The development of safety equipment or components to assist the work of health professionals has been a priority for projects such as 3D-Fab Crearte, which has manufactured face shields and valves for the assisted breathing system. Imprime, Elfos Gráfica, Estudio DiArt, DiHavana and independent designers have produced protective masks with plastic sheets and PVC that have been donated to the Military Hospital, Clínico de 26, Hermanos Ameijeiras Hospital, IPK, and the Abel Santamaría and León Cuervo Rubio medical centers, in Pinar del Río.
Likewise, the local development project En’rolla, in Camagüey, repaired the control panel of the Girbau washing machine at the Manuel Ascunce Provincial Hospital, which had been out of service for 6 months, and is very important at the current time. In addition, entrepreneur Ángel Pino Arocha decided to manufacture an “Aerosol box” for the use of intensive care personnel, which avoids direct contact with patients during intubation.
The donation of face masks has become the focus of the efforts of the Procle apparel venture, the PaPicarte barbershop, the Afro-Cuban business, BarbarA’s Power, and the Akokán local development project. For her part, perfumer Clara Camalleri stopped the manufacture of artisan perfumes to make hand sanitizer, which she has handed out to those who remain working near her residence and to employees of the Cuban Fund for Cultural Goods.
In addition to the food delivery projects mentioned in the last issue, the Creole restaurant Crystal is delivering free groceries to the elderly in the local community, and the Mandao courier service, together with Juanky’s Pan, is assisting older people identified by the Social Assistance system as critical cases.
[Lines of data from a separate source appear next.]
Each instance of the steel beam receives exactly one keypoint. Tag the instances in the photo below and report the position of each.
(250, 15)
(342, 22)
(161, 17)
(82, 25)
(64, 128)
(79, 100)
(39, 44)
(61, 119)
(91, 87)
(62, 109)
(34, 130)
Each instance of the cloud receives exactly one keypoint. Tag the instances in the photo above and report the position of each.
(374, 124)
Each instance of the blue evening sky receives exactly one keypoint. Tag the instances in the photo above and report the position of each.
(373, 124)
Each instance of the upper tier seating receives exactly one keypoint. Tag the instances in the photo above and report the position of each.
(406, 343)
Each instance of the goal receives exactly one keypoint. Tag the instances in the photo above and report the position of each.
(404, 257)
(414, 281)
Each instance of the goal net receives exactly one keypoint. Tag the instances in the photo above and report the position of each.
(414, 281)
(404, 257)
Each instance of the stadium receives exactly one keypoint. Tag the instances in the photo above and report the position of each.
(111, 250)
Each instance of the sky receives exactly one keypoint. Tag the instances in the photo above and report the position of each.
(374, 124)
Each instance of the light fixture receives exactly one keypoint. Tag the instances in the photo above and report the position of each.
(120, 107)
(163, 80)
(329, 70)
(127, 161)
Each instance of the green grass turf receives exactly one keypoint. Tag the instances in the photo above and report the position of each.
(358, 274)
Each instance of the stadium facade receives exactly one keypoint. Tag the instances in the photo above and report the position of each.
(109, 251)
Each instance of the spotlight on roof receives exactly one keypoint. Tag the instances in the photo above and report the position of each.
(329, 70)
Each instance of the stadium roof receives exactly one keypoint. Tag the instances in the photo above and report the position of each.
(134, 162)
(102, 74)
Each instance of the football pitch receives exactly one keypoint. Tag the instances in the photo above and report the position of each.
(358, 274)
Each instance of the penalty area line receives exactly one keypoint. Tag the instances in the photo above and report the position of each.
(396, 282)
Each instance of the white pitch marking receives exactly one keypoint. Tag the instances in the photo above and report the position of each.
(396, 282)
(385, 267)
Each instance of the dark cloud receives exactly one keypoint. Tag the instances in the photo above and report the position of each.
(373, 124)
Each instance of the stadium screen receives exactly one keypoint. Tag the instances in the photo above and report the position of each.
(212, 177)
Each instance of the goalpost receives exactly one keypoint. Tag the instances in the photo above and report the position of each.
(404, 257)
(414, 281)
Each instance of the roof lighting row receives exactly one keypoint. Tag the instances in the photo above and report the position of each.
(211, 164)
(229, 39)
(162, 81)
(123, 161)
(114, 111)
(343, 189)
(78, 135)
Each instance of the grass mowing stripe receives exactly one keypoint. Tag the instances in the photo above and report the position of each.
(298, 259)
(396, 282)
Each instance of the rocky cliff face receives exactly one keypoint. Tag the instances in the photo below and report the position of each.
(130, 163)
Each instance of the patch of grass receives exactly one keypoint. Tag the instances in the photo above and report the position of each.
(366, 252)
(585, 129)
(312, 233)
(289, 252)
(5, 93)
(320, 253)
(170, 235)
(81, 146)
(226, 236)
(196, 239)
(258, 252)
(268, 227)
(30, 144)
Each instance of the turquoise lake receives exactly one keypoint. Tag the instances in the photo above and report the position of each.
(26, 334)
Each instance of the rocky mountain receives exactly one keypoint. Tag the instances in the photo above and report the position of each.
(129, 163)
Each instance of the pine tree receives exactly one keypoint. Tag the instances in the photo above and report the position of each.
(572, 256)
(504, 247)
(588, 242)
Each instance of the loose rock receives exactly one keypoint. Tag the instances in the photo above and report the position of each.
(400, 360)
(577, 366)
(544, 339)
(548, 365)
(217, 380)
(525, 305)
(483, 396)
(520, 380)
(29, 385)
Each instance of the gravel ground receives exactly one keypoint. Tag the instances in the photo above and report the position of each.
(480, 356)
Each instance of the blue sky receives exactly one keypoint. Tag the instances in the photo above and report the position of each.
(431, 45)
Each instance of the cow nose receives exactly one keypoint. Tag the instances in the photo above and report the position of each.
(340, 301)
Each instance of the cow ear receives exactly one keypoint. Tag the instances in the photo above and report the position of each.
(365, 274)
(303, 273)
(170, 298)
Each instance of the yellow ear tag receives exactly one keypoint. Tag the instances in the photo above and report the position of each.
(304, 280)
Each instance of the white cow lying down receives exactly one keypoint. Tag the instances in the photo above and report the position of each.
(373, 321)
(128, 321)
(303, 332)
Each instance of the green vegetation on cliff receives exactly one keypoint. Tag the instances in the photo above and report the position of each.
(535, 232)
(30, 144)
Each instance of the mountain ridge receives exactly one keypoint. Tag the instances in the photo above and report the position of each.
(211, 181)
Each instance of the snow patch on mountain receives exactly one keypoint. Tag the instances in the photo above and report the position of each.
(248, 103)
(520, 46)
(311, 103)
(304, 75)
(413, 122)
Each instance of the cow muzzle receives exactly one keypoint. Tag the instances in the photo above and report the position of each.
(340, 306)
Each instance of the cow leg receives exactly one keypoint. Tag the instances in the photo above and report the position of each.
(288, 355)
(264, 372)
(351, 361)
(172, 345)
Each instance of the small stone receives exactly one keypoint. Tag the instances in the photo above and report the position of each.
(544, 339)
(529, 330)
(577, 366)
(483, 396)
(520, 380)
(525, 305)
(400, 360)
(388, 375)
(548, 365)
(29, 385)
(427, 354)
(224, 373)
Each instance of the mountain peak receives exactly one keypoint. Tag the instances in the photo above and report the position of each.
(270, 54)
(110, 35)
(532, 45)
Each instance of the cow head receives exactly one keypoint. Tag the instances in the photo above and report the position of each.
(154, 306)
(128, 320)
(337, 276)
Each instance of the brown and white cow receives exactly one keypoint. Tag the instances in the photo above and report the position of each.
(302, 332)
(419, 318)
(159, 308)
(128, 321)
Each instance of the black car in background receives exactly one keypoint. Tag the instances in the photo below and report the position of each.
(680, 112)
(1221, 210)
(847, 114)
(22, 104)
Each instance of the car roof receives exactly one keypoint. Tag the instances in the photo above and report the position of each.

Mandao also linked up with D’Brujas to deliver its donations, including 150 bars of soap for the Diez de Octubre Childrens’ Home, and an equal amount for the Plaza de la Revolución municipality’s Elderly Care Home.
Other ventures that have not stopped are the Creative Photography School in Havana, offering weekly online workshops through WhatsApp; the El Guajirito sociocultural project, with the development of an informative and research app; and the Pura Vida Gym, which prepared online classes for anyone who wants to continue exercising at home.
What’s to come?
We have seen that enterprises have taken courses of action dedicated, on the one hand, to continued business operations and, on the other, to the protection of their employees, but their gradual recovery will depend on the “level of damage, their ability to adapt, the type of service they provide and their relationship or not with international tourism,” according to the Auge report.
The possible normalization will not come without difficulties, since once the crisis is over, enterprises will face late payments, the need to inject liquidity to restart activities, and a lack of supplies in the market; aspects that are linked to the absence of a functional and precise regulatory framework, the poor integration with other economic actors, and the immobility of economic policy that must remain consistent with the updating of the model.
This can be avoided, or at least its impact diminished, through simple government resolve. Strategic measures, such as correcting the contradictions and structural problems that affect the sector, or promoting the agreement of public-private partnerships to confront resulting problematic situations; financial measures, such as granting bank loans with low interest rates, both to provide the working capital required to restart activities and to protect the salaries of contracted workers; fiscal measures, such as the elimination of the labor force tax; or logistical measures that allow imports on a commercial basis, or expand the variety of products sold in foreign currencies; all part of a long road to follow in order to overcome the crisis as strongly as possible, regardless of the type of property in question.